Beyond the Ultrafan, Rolls-Royce's innovative spirit extends to other areas, such as its "IntelligentEngine" vision, which integrates products, services, and digital technology [intro, 294, 349, 350, 351]. The company is also developing advanced technologies for servicing and maintenance through projects like REINSTATE, aiming to reduce waste and emissions by enabling "key-hole surgery" for engines and repairing complex parts [intro, 276, 278, 279]. This involves developing "snake robots" to access complex parts, sensors for predictive maintenance, inspection tools for buried components, and advanced automated repair technologies. These technologies will be deployed on existing engines and adapted for future low-carbon engines.

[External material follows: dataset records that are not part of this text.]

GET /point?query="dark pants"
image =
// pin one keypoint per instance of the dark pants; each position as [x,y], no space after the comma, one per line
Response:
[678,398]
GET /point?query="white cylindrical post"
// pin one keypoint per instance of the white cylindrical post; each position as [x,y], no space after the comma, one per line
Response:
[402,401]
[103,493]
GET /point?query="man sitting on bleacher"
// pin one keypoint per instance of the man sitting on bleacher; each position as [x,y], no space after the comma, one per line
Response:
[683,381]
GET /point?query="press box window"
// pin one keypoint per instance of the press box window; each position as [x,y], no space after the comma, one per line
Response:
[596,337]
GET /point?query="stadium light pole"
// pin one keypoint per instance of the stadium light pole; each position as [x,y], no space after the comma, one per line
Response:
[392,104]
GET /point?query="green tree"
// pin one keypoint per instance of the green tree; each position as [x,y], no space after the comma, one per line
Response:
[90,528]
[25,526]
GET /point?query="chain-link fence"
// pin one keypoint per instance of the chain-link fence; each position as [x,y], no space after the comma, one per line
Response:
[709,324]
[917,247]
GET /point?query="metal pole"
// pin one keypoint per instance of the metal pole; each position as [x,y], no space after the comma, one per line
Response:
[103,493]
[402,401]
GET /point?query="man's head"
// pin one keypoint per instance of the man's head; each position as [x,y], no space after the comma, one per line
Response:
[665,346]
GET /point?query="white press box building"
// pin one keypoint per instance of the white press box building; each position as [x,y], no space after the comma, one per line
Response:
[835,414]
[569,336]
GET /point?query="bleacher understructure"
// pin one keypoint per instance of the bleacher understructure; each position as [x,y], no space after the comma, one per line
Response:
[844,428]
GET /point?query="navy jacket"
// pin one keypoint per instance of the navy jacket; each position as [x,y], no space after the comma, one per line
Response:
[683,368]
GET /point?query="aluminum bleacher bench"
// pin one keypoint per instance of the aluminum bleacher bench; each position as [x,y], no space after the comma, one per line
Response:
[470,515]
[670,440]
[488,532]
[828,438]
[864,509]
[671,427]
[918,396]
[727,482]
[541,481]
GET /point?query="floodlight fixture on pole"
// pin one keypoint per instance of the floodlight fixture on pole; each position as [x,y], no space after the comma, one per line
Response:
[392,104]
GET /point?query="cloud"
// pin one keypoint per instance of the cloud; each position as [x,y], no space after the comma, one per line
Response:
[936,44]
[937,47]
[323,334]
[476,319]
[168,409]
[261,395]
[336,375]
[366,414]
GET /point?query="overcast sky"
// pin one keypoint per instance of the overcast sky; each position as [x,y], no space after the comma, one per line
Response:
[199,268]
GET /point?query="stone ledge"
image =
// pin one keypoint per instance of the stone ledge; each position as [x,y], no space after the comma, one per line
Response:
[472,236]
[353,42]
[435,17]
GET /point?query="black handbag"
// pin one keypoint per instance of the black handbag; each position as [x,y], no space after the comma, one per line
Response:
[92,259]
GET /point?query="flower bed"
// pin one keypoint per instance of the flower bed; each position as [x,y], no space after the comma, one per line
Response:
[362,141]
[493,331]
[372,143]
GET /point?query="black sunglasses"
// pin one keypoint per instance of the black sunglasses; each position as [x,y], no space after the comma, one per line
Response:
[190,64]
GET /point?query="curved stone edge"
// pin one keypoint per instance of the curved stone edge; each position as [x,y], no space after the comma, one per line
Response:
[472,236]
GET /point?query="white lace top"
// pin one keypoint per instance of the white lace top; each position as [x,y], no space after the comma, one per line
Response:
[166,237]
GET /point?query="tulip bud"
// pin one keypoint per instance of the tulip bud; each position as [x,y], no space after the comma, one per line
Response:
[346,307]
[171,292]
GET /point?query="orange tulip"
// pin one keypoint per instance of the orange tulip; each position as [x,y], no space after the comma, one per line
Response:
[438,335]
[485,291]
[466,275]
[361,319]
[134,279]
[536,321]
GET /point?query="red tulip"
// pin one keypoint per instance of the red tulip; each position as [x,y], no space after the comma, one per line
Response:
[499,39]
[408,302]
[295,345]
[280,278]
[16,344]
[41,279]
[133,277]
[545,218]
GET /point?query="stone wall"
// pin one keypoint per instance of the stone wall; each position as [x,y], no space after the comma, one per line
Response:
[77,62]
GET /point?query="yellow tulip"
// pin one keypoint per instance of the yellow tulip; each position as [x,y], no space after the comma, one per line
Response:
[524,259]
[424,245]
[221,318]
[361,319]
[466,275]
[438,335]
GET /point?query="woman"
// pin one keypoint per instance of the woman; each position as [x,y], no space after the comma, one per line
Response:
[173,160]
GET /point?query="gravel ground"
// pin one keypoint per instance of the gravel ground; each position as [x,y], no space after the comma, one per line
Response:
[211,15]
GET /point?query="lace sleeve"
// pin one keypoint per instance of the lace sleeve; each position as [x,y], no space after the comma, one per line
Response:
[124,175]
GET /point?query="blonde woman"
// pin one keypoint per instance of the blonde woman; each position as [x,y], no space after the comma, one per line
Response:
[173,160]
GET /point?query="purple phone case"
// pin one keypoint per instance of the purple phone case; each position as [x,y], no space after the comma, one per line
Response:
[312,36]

Rolls-Royce is also advancing its "Digital Future" and "Digital Twin" concepts, especially for defence applications. This involves transforming engineering processes through digital innovation to deliver solutions faster and more cost-competitively, reducing the need for physical manufacturing and testing. Digital design models, calibrated with real-world data, ensure accuracy and trust, allowing for virtual modelling and simulation at unprecedented speeds and aiming for zero defects. A digitally interconnected network of suppliers has real-time access to standard features and manufacturing data through a collaboration portal, ensuring design changes flow rapidly and aiming for zero defects in manufacturing and assembly.


Furthermore, Rolls-Royce is making significant strides in nuclear energy. It has extensive nuclear capabilities, including submarine systems, reactor design, licensed site operation, and fuel fabrication. The company has been selected to deliver Small Modular Reactors (SMRs) for the UK and plans to expand into the US market, showcasing its capability in advanced nuclear technologies and commitment to a "Golden Age" of nuclear energy [intro, 47, 344, 345]. In March 2023, the UK Space Agency funded Rolls-Royce to create a nuclear reactor for the moon, intended to power space missions. Rolls-Royce is recognized as the only company globally with full lifecycle experience, end-to-end capability, and an established supply chain in the nuclear sector.


Recent commercial successes further highlight Rolls-Royce's position. At the 2025 International Paris Air Show, the company secured contracts for 90 Trent XWB-97 engines, 40 Trent 7000 engines, and 12 Trent XWB-84 engines from airlines in Saudi Arabia, Egypt, Taiwan, and Vietnam, safeguarding jobs in Derby well into the 2030s.


In conclusion, the Rolls-Royce Ultrafan engine is not merely a new product; it is a declaration of the company's enduring dedication to innovation, sustainability, and shaping the future of global aviation [intro]. Its advanced architecture, cutting-edge materials, and remarkable efficiency gains demonstrate Rolls-Royce's leadership in an industry striving for a net-zero future, setting a new benchmark for performance and environmental responsibility [intro].